Pero el que se presenta es otro Pete. Un Pete que no falla nunca. Jugamos puntos largos, puntos exigentes, y él se muestra impecable. Llega a todas partes, lo devuelve todo, corre de un lado a otro como una gacela. Lanza torpedos, sube a la red, me lleva a su juego. Le planta cara a mi saque. Yo no puedo hacer nada. Estoy enfadado. Me digo a mí mismo: esto no puede estar ocurriendo.

Pero sí, está ocurriendo.

Entonces, en lugar de pensar en cómo puedo ganar, empiezo a pensar en cómo puedo evitar perder. Es el mismo error que cometí contra Gómez, con el mismo resultado. Cuando todo termina, les digo a los periodistas que Pete me ha dado una paliza en toda regla, un atraco de los de toda la vida. Una metáfora imperfecta. Sí, me han robado. Sí, algo que me pertenecía me ha sido arrebatado. Pero yo no puedo ir a la policía a poner una denuncia, ni me cabe esperar que se haga justicia. Además, todo el mundo culpará a la víctima.

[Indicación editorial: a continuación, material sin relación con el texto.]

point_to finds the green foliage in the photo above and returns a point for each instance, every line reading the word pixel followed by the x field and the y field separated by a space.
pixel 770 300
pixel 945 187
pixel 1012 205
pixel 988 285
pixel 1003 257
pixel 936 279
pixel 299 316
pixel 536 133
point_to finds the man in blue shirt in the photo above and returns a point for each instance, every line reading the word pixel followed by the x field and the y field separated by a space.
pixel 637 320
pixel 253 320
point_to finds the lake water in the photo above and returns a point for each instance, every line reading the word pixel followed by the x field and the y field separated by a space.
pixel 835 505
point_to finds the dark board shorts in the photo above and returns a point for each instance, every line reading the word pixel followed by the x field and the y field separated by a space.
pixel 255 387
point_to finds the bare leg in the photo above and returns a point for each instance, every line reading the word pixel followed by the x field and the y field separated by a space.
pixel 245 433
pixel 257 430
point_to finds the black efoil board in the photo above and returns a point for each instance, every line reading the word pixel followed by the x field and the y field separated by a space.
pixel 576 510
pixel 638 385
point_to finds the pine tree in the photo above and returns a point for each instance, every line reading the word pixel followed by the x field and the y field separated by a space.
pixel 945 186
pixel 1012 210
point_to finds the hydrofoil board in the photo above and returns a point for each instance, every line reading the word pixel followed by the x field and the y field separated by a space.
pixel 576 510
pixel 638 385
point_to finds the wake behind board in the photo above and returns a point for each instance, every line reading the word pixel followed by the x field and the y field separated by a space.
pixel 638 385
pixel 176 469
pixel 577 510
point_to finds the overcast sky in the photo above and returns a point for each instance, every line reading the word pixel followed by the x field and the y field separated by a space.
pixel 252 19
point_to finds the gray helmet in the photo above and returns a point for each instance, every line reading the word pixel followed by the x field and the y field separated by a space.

Horas después, abro los ojos. Estoy en la cama, en el hotel. Todo ha sido un sueño. Durante una fracción de segundo creo que debo de haberme quedado dormido sobre esa colina aireada mientras Philly y Nick se reían sobre el mal juego de Pete. Y he soñado que Pete, precisamente él, me ganaba en la final de un torneo de Grand Slam.

Pero no. Es real. Ha ocurrido. Veo que la habitación empieza a iluminarse lentamente, al tiempo que mi mente, que mi espíritu, se sumen en la oscuridad.